Alexandra : Depuis toute petite, je rêvais d’avoir des enfants avant mes 30 ans. Puis en grandissant, j’ai pris connaissance de la réalité de ce que c’est d’avoir une famille, en plus de tout ce qui entoure la vie d’adulte et ses responsabilités. J’étais de plus en plus soucieuse de notre environnement, des enjeux liés au réchauffement climatique. L’éco-anxiété et l’anxiété généralisée, ça m’a beaucoup freinée : mettre un enfant au monde pour lui faire vivre les inégalités, le racisme, la folie du capitalisme, les guerres, la violence, alors que moi, perso, j’ai déjà du mal… Est-ce que ça avait vraiment du sens ? En parallèle, je ressentais de plus en plus la pression de la société d’entrer dans un moule, de suivre des étapes de vie prémâchées… et je me suis demandé si vraiment moi, Alex, je voulais des enfants ou si c’était juste que tout le monde voulait que j’en aie.
Quel regard tu portais sur les gens qui faisaient le choix d’avoir des enfants ?
Honnêtement, je les ai souvent jugés, mais c’était surtout par rapport à leur discours sur la fatigue, sur combien la vie en tant que parent est compliquée et difficile. Je les sentais coincés, obligés de vivre une parentalité qui était prescrite, d’une certaine façon.
Qu’est-ce qui t’a finalement fait changer d’avis ?

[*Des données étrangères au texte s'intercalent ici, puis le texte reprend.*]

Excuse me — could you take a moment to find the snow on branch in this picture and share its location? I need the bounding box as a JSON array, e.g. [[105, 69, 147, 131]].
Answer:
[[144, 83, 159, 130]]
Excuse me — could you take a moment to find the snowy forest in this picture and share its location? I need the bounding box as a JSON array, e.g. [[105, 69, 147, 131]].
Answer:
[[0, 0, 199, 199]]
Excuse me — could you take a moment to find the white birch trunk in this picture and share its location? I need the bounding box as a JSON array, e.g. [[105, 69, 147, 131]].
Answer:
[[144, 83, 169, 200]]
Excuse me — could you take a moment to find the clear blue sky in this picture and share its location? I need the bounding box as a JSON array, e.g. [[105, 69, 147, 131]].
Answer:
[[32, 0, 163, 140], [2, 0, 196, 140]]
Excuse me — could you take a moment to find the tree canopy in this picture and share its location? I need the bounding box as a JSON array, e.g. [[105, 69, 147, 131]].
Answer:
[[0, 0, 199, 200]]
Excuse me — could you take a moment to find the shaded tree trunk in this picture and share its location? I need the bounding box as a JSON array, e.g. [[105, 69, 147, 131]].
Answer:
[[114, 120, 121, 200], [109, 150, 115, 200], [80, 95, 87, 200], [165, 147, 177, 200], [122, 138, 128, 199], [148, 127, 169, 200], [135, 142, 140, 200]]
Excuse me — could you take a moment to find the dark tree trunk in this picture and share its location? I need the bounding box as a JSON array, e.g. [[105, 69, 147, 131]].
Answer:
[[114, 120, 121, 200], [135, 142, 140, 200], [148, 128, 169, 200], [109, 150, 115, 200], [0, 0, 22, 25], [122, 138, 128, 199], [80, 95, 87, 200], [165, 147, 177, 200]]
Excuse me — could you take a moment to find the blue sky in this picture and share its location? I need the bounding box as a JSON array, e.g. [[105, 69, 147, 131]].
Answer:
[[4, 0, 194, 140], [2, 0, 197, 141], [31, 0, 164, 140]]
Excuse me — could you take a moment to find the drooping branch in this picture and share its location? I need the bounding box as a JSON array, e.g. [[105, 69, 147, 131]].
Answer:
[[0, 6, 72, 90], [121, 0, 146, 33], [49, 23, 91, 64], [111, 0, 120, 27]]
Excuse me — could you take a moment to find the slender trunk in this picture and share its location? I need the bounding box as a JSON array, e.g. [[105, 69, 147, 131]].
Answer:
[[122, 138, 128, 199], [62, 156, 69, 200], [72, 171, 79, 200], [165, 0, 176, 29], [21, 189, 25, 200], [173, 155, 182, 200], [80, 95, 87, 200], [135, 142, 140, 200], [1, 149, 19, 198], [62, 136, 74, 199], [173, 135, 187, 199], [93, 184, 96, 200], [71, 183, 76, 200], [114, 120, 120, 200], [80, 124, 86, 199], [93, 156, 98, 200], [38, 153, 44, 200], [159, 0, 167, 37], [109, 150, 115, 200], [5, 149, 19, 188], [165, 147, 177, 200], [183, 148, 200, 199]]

J’avais eu beaucoup de conversations avec des gens hésitants ou blasés. Des gens qui, comme moi, avaient peur de notre monde actuel et futur. Puis un jour, j’ai entendu la phrase « Parfois, il suffit d’une seule personne pour changer les choses » et ça a résonné en moi. Évidemment, j’ai pas la prétention de dire que mon enfant changera le monde, mais j’aime à croire que si on est beaucoup à voir les choses de cette façon, on se donne une vraie chance d’avoir un impact sur le futur de l’humanité. Quand ce changement de mentalité s’est opéré, j’ai pu prendre le temps de réfléchir à ce que je voulais vraiment, sans céder à la pression externe. Avec mon mec, on a beaucoup discuté de comment on voulait vivre, de comment on se voyait élever un enfant, et on a décidé de se lancer, à notre façon.
Et maintenant que vous êtes parents. Tu penses avoir fait le bon choix ?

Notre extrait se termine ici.